[clug] assembly performance

David Gibson david at gibson.dropbear.id.au
Fri Jun 10 03:34:10 GMT 2005


On Fri, Jun 10, 2005 at 01:13:22PM +1000, Adrian Blake wrote:
> Martin Pool wrote:
> >On  8 Jun 2005, Adrian Blake <A.Blake at physics.usyd.edu.au> wrote:
> >
> >>This is a question about microprocessor architecture.
> >>
> >>10 or 20 years ago assembly code addressed physical hardware, registers 
> >>ALUs and alike with an underlying simple microcode.
> >>
> >>This has changed. but to what extent?
> >>
> >>Does assembly code still operate on the physical hardware or is it  a 
> >>virtual machine with one or more layers of microcode? 
> >
> >
> >I think any modern large processor has some degree of microcoding.
> >Whether that makes it a virtual machine or not rather depends on which
> >definition you choose to use.
> 
> In assembly code on the modern micros are we addressing and manipulating 
> the silicon or just talking to a virtual processor ?

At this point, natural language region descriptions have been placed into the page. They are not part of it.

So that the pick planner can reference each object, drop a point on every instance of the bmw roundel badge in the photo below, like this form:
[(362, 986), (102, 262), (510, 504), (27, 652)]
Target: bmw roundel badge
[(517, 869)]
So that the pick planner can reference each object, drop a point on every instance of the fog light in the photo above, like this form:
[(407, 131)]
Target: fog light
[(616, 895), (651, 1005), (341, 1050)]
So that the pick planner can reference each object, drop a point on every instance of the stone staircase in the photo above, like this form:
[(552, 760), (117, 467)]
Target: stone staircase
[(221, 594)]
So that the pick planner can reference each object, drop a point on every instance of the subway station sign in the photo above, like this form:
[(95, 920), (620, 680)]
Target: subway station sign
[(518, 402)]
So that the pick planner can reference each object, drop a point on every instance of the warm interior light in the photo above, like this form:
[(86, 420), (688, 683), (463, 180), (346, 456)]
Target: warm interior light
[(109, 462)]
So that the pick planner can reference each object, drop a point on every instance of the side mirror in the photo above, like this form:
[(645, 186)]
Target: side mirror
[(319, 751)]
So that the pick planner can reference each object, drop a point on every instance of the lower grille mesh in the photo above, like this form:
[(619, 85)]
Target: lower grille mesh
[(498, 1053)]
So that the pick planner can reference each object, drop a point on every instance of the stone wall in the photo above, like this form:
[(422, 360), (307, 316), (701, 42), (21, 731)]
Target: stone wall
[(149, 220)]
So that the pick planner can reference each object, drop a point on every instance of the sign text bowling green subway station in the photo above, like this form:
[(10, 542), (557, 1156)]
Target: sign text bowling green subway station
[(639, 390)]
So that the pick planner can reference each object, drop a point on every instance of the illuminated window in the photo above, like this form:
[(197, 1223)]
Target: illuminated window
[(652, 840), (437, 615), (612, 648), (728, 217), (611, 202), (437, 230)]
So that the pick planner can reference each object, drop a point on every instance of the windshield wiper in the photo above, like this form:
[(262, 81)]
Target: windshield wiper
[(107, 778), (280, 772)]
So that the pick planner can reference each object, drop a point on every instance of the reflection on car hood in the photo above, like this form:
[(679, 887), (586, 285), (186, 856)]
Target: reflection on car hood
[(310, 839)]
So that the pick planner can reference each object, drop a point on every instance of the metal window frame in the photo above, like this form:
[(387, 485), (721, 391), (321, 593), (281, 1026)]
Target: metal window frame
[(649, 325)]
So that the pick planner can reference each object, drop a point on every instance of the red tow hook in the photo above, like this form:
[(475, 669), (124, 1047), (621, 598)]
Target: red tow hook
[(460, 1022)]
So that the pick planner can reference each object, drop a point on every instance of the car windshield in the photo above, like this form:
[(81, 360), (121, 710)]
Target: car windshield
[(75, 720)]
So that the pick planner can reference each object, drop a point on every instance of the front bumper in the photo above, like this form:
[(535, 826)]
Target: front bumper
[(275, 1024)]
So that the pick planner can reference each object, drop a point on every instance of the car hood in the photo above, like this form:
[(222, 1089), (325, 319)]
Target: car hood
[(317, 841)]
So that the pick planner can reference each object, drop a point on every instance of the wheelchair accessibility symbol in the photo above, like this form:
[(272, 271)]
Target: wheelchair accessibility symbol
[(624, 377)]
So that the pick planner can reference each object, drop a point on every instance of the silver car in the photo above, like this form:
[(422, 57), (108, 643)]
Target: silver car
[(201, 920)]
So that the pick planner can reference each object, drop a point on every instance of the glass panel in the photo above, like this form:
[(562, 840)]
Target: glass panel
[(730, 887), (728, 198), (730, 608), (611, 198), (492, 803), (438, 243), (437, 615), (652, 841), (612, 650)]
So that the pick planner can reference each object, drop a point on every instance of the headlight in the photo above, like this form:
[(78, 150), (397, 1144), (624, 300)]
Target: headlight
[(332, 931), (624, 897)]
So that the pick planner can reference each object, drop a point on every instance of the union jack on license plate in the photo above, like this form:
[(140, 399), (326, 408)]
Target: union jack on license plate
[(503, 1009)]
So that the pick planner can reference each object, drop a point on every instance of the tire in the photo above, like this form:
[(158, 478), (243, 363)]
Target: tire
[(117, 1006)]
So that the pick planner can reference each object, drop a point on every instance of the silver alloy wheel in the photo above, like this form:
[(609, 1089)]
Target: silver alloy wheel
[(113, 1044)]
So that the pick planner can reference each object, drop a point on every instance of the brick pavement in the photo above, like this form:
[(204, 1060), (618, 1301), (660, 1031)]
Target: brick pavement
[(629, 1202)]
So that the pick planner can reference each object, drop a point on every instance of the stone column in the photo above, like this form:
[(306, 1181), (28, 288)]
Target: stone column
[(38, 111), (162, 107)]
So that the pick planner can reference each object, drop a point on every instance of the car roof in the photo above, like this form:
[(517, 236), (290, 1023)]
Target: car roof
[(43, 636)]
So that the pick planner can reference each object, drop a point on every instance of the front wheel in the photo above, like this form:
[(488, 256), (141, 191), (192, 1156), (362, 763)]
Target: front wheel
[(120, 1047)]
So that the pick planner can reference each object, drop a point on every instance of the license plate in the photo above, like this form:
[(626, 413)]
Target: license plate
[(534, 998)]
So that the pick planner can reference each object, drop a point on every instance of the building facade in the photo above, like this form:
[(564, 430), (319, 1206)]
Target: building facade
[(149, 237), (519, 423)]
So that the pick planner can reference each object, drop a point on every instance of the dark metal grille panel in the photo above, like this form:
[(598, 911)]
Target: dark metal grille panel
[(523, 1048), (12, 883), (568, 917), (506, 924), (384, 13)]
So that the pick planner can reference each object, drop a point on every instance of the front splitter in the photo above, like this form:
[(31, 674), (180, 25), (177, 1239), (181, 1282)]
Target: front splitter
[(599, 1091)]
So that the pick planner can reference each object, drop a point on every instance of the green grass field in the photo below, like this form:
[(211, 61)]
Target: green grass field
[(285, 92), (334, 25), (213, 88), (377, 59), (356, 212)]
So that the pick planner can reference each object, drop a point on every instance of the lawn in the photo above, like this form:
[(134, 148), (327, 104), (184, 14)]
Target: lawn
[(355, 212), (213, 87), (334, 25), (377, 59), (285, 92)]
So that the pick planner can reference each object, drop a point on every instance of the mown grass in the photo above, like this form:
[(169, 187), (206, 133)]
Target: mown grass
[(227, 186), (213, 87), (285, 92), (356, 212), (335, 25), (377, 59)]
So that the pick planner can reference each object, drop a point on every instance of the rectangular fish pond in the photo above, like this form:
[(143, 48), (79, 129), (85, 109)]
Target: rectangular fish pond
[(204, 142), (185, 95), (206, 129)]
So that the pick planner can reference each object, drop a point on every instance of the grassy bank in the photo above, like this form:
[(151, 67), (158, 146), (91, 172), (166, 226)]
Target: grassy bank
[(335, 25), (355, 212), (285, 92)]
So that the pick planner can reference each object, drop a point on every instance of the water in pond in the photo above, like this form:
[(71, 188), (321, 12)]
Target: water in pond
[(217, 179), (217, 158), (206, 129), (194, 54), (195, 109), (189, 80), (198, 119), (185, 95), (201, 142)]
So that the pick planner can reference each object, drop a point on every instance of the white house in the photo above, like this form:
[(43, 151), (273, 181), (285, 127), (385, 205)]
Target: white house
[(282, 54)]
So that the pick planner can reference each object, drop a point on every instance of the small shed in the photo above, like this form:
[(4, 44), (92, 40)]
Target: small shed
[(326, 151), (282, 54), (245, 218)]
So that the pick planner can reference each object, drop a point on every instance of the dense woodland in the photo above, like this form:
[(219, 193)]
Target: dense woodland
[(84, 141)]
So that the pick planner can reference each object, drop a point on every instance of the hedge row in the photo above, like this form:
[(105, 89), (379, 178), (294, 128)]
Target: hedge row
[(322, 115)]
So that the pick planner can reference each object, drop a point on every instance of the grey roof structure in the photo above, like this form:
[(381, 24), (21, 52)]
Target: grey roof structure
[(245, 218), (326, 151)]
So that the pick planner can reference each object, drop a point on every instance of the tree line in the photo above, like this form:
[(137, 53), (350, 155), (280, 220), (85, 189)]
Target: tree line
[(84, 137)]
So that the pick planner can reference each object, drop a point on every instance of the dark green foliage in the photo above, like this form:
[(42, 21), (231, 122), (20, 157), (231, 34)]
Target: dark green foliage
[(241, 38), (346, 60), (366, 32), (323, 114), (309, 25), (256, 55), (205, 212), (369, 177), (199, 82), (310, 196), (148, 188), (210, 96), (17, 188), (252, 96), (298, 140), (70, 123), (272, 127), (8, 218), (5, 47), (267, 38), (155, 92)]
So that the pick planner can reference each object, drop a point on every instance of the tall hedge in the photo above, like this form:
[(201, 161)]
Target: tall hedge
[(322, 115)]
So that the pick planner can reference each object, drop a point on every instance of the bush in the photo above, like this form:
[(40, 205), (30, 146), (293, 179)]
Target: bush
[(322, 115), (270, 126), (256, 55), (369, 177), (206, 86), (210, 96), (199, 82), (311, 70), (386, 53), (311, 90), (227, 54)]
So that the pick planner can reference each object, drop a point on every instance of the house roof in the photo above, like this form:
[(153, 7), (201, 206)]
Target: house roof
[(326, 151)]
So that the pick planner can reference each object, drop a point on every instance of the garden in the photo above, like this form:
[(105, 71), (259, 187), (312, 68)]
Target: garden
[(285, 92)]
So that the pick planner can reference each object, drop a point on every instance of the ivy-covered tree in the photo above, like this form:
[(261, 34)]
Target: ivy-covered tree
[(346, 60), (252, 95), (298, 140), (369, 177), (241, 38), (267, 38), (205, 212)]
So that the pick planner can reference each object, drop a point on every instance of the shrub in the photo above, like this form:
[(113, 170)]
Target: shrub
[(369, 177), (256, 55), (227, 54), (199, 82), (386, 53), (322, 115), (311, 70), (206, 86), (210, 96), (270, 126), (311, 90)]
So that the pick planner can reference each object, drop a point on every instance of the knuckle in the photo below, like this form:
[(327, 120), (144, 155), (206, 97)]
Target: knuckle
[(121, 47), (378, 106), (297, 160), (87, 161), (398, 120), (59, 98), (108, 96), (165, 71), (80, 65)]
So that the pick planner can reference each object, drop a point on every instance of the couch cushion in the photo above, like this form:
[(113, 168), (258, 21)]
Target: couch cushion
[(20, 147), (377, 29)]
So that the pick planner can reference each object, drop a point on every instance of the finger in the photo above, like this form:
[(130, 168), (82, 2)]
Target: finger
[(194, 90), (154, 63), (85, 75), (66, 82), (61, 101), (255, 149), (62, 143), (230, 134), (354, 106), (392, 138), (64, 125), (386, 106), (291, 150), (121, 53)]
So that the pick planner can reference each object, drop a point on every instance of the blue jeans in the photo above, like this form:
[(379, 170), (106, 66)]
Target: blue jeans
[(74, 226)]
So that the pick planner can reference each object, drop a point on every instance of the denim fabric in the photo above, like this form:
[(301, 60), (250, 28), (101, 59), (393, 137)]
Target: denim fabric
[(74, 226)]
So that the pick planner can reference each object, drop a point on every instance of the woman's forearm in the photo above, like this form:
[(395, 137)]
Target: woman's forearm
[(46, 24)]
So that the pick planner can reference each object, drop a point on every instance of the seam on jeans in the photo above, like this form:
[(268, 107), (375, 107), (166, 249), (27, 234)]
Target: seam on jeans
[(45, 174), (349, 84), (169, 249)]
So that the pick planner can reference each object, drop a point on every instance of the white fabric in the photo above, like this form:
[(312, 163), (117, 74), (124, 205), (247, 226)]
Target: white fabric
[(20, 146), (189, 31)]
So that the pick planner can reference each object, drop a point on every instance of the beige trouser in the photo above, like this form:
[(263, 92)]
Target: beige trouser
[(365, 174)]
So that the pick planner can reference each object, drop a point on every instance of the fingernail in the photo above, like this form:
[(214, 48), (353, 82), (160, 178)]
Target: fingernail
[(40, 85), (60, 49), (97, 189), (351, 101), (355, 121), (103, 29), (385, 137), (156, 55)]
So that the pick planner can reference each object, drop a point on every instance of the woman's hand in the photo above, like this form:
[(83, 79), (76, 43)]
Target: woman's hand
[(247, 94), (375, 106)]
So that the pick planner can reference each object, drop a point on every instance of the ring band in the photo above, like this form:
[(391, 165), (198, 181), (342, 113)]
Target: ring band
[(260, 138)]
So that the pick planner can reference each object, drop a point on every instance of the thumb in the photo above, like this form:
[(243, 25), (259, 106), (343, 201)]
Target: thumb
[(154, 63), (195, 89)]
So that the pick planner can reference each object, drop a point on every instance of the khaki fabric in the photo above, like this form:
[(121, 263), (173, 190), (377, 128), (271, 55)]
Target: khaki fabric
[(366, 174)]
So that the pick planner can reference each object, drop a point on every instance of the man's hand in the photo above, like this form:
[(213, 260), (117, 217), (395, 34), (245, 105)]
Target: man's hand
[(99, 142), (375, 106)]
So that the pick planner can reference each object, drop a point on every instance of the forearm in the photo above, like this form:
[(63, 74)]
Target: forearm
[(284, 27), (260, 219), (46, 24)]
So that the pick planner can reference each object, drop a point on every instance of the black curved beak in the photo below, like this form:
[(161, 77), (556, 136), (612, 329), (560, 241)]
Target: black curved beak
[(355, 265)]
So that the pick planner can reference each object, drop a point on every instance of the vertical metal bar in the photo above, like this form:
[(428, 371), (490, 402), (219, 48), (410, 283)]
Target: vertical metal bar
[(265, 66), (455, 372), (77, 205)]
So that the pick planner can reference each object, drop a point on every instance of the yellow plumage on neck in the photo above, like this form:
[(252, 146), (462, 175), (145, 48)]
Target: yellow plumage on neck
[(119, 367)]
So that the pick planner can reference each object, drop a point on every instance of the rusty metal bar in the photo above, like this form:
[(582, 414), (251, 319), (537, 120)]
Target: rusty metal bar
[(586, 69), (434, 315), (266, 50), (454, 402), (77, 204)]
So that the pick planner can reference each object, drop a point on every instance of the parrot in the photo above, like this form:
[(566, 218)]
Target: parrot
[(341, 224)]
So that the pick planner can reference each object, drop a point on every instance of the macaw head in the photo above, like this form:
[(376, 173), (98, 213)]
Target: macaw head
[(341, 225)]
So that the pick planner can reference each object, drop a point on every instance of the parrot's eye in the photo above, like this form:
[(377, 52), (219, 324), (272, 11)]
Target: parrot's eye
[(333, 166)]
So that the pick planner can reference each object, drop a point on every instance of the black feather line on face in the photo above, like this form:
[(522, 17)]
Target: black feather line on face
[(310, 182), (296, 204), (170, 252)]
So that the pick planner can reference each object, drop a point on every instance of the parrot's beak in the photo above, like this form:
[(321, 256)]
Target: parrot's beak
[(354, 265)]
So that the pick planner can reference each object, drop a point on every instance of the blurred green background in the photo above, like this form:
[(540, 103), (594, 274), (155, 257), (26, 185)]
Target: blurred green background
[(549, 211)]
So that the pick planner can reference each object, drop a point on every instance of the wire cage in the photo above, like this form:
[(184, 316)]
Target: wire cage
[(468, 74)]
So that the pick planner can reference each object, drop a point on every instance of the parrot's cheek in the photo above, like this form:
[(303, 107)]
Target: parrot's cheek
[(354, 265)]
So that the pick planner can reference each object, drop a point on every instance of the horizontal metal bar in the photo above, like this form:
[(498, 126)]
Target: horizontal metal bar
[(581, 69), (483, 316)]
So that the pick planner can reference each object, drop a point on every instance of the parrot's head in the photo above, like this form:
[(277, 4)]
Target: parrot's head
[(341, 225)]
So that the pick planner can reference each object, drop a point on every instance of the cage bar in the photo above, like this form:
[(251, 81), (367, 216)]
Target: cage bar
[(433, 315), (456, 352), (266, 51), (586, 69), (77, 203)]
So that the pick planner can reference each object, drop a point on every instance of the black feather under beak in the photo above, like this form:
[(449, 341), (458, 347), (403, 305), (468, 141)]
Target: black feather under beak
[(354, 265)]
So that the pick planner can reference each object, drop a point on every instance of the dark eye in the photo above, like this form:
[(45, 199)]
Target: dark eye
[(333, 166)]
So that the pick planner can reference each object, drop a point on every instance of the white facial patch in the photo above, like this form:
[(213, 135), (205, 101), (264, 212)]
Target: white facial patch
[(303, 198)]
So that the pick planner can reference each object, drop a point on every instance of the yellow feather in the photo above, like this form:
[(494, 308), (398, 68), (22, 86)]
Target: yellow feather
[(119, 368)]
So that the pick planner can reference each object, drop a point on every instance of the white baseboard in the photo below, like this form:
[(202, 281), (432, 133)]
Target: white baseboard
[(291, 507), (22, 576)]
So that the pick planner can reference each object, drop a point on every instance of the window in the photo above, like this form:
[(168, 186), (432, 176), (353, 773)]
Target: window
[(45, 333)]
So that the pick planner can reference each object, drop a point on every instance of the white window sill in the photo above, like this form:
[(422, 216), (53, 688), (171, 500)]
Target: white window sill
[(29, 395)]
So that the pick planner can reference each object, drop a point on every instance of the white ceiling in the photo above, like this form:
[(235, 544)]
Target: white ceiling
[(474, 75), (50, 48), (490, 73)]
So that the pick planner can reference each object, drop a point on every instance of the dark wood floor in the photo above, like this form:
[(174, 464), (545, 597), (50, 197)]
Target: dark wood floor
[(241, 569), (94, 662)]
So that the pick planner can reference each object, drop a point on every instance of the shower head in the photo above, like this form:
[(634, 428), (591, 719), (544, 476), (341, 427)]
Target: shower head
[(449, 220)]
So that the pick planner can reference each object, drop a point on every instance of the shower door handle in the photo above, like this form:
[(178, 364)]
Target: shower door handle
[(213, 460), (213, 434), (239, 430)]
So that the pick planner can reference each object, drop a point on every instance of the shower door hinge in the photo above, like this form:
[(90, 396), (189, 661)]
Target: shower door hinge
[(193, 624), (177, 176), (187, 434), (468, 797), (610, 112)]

As Martin implies, that's not really a clear distinction.

> >>What are the performance penalties if any?
> >
> >
> >Penalties compared to what?  One could presumably always make chips
> >faster by adding more gates and/or spending more time on low-level
> >design rather than using microcode, but at what price?
> >
> If assembly code operates the silicon the performance is dependent upon 
> the skills of the assembly coder. But if the assembly code is 
> interpreted by a lower level code that simulates a virtual machine then 
> the performance can vary and the user is at the mercy of the microcoder.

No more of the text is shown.